Fed President Bullard Just Dropped Another Big Clue On When The Fed Could End QE

James Bullard

Photo: St. Louis Fed

Thursday’s release of the FOMC minutes from the Federal Reserve’s December monetary policy meeting threw markets for a loop.The minutes revealed that several members of the Committee favoured halting the Fed’s bond buying program – quantitative easing – by the end of this year, given current trends in U.S. economic data.

The revelation about quantitative easing is not inconsistent with the Fed’s public commitment in December to maintain ultra-low interest rates at least until the unemployment rate hits 6.5 per cent.

However, it gave the impression that the tone within the Federal Reserve is decidedly more hawkish than its recent policy announcement tying the interest rate outlook to unemployment thresholds would suggest.

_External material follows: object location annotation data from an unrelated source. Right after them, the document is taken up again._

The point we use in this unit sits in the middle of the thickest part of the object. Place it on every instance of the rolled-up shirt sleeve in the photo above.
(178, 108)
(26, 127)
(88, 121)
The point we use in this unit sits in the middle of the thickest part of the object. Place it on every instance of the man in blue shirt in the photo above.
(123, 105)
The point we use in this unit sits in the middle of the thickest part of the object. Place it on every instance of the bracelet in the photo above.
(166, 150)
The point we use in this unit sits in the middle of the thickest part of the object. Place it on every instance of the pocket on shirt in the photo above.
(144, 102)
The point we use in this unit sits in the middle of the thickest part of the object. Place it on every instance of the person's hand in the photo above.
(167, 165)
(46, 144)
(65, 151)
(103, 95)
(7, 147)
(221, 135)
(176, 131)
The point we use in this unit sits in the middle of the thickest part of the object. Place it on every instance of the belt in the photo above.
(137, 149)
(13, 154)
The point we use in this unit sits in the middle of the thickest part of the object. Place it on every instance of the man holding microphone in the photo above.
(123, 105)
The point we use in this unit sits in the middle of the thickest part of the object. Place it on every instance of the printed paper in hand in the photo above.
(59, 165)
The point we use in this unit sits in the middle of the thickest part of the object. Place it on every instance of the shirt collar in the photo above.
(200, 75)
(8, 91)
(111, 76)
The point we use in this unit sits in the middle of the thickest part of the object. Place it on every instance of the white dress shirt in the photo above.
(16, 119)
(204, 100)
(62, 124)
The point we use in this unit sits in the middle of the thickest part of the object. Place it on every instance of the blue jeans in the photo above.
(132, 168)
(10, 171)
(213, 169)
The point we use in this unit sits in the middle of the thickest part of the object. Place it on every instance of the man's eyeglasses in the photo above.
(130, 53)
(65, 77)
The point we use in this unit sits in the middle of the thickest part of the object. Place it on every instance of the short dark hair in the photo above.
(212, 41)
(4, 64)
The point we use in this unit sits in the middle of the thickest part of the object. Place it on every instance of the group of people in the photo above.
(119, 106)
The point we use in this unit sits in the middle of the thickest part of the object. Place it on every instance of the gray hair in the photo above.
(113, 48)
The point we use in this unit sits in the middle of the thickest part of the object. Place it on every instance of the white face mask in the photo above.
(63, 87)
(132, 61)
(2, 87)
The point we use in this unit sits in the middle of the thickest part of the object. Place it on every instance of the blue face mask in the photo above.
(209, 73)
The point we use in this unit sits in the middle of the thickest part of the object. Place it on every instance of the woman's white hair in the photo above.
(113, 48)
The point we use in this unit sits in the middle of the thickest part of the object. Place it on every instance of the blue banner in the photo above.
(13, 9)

St. Louis Fed President James Bullard was on CNBC Friday afternoon discussing the Fed’s stance on quantitative easing as detailed in the minutes.

CNBC reporter Steve Liesman asked Bullard, given the suggestion that the FOMC could end bond purchases by the end of 2013, when exactly markets could expect such a thing.

Bullard told Liesman:

I think unemployment will continue to tick down through 2013. If you look at the last three years – about seven-tenths per year on the unemployment rate – if we got that this year, we’d be down at 7.1 per cent by the end of the year, something like that. That would probably be substantial improvement, and the Committee could think about removing accommodation on the balance sheet side of the policy at that point.

Liesman asked for clarification, and Bullard continued:

If you got down close to 7 per cent, then you’re within a half a point of your 6.5 per cent on the interest rate side, and I think clearly the intention is to pull back balance sheet policy sometime before you would start thinking about raising the rate.

Again, this isn’t inconsistent with what was said in the minutes, but it offers a big clue as to when the Fed might decide to pull back from its bond-buying efforts, and defines a bit more clearly what was revealed in the minutes released Thursday.